Optimal allocation procedure in ranked set sampling for unimodal and multi-modal distributions

Abstract

This paper presents a ranked set sample allocation procedure that is optimal for a number of nonparametric test procedures. We define a function that measures the amount of information provided by each observation given the actual joint ranking of all the units in a set. The optimal ranked set sample allocates order statistics by maximizing this information function. This paper shows that the optimal allocation of order statistics in a ranked set sample is determined by the location of the mode(s) of the underlying distribution. For unimodal, symmetric distributions, optimal allocation always quantifies the middle observation(s).

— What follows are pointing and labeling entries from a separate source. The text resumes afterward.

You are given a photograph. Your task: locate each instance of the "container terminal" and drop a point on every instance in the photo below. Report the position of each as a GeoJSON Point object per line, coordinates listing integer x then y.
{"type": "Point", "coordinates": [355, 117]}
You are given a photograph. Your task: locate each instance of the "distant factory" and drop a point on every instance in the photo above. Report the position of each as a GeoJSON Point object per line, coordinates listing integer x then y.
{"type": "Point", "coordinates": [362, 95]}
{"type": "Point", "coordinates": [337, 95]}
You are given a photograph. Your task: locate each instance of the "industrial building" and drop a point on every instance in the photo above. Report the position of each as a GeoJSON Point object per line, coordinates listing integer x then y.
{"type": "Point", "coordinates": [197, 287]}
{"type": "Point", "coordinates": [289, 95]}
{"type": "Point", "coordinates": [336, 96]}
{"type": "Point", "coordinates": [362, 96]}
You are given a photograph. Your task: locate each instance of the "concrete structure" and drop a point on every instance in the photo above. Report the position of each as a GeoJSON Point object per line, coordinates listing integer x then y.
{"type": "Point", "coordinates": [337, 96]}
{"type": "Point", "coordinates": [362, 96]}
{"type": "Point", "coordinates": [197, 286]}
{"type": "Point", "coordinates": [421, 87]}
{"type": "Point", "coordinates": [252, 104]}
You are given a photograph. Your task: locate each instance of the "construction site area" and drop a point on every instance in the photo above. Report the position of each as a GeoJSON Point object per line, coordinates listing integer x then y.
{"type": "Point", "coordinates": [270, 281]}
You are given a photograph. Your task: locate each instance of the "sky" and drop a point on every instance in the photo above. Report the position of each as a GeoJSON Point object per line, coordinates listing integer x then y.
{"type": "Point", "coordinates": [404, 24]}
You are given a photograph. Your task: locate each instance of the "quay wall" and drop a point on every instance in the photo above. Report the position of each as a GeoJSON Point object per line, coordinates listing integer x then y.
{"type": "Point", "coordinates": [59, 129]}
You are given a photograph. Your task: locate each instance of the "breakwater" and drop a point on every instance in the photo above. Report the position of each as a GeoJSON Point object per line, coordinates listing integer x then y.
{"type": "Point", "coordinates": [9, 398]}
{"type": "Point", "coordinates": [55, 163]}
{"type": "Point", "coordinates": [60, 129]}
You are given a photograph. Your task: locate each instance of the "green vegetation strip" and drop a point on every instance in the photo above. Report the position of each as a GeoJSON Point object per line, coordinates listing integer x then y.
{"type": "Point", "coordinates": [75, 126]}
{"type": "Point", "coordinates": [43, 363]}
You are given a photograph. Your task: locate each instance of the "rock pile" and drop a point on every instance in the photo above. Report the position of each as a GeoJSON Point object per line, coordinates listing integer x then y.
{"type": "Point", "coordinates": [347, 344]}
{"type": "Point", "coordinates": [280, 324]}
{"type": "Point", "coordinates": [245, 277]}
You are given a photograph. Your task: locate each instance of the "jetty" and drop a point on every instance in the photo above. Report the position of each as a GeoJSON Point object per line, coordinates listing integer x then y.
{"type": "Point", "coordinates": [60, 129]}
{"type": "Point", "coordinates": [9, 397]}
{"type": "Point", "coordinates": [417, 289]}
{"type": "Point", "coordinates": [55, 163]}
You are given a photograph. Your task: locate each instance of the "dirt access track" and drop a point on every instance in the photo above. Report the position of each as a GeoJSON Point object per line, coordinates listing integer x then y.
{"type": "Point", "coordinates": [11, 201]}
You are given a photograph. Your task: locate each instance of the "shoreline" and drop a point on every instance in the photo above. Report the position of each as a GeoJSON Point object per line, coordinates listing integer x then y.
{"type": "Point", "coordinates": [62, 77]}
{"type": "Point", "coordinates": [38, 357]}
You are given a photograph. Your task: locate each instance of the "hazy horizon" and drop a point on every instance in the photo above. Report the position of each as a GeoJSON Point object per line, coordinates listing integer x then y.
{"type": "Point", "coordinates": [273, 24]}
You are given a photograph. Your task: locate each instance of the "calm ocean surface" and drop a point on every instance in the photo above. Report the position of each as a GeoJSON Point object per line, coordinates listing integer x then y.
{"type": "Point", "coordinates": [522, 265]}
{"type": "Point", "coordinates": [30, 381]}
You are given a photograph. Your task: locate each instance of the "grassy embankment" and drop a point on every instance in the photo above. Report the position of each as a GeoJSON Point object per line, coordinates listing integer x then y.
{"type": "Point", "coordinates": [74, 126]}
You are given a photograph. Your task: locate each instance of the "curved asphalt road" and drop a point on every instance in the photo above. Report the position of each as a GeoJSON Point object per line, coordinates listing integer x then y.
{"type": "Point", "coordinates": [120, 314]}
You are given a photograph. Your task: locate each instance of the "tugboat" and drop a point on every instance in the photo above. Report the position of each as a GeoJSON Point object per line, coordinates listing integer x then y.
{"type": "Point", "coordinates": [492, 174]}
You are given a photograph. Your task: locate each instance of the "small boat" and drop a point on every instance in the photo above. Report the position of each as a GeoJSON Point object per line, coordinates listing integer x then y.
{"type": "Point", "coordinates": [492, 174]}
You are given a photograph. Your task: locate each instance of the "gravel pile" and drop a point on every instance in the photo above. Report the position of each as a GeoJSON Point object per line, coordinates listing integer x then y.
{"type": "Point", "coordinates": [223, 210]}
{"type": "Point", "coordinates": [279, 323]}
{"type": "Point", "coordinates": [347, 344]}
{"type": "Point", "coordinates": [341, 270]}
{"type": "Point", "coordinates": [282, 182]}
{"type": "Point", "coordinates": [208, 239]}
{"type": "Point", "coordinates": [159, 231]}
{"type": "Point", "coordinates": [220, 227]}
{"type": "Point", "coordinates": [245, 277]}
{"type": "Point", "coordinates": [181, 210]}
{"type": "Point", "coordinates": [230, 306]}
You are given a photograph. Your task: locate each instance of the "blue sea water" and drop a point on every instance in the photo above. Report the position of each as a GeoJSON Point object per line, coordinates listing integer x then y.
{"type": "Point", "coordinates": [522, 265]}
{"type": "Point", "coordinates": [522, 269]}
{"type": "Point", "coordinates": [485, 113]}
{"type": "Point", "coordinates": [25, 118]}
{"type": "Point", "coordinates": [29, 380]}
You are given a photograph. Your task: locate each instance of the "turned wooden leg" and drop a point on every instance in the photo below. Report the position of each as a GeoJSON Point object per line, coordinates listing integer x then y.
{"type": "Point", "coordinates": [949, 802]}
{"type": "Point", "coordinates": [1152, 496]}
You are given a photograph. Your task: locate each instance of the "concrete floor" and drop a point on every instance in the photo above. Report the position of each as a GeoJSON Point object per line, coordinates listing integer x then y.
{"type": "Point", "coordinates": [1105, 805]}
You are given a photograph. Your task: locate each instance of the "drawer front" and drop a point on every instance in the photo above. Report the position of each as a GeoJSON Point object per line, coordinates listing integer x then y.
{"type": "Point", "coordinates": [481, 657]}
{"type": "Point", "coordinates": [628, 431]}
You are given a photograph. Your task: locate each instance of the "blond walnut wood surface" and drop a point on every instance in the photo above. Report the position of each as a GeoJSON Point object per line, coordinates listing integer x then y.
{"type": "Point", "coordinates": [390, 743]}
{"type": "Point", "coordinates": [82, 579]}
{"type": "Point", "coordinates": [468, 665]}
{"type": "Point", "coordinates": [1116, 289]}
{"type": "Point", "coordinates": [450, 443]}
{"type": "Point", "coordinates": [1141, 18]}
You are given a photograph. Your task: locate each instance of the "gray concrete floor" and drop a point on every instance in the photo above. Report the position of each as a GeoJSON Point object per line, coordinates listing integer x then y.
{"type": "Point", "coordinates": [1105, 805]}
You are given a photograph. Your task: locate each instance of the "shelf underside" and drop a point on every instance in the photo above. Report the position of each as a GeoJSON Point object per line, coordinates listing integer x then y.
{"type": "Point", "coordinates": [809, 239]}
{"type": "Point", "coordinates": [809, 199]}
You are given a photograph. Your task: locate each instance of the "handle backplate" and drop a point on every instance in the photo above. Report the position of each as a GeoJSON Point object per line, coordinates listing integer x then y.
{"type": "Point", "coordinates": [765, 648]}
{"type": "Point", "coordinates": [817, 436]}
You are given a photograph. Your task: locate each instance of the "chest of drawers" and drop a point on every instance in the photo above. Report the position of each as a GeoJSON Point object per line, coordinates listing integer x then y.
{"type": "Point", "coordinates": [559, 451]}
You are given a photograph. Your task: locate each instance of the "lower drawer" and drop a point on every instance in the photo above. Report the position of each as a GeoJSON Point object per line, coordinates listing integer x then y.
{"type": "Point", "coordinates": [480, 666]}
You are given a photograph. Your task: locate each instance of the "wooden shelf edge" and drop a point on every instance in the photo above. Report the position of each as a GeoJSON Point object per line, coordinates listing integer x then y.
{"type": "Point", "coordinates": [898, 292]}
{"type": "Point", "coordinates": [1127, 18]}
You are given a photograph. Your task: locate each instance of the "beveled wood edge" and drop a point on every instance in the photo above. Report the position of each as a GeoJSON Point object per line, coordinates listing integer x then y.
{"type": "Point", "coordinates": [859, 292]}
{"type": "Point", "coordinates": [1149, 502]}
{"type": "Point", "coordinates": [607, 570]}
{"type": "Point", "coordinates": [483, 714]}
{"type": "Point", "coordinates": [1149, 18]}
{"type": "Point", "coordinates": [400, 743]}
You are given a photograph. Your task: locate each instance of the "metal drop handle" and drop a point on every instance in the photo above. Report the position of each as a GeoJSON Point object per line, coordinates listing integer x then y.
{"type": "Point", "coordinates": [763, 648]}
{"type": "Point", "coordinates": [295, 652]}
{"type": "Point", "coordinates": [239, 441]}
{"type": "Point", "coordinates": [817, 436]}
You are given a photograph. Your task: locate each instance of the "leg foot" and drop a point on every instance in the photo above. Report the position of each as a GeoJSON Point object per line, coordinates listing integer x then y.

If the underlying distribution with cdf F is a multi-modal distribution with modes \(R, \ldots ,R_k \), then the optimal allocation procedure quantifies observations at \(mF(R_1 ), \ldots ,mF(R_1 )\) in a set of size m. We provide similar results for unimodal, asymmetric distributions. We also propose a new sign test which considers the relative positions of the quantified observations from the same cycle in a ranked set sample. The proposed sign test provides improvement in the Pitman efficiency over the ranked set sample sign test of Hettmansperger (1995). It is shown that the information optimal allocation procedure induced by Pitman efficiency is equivalent to the optimal allocation procedure induced by the information criteria. We show that the finite sample distribution of the proposed test based on this optimal design is binomial.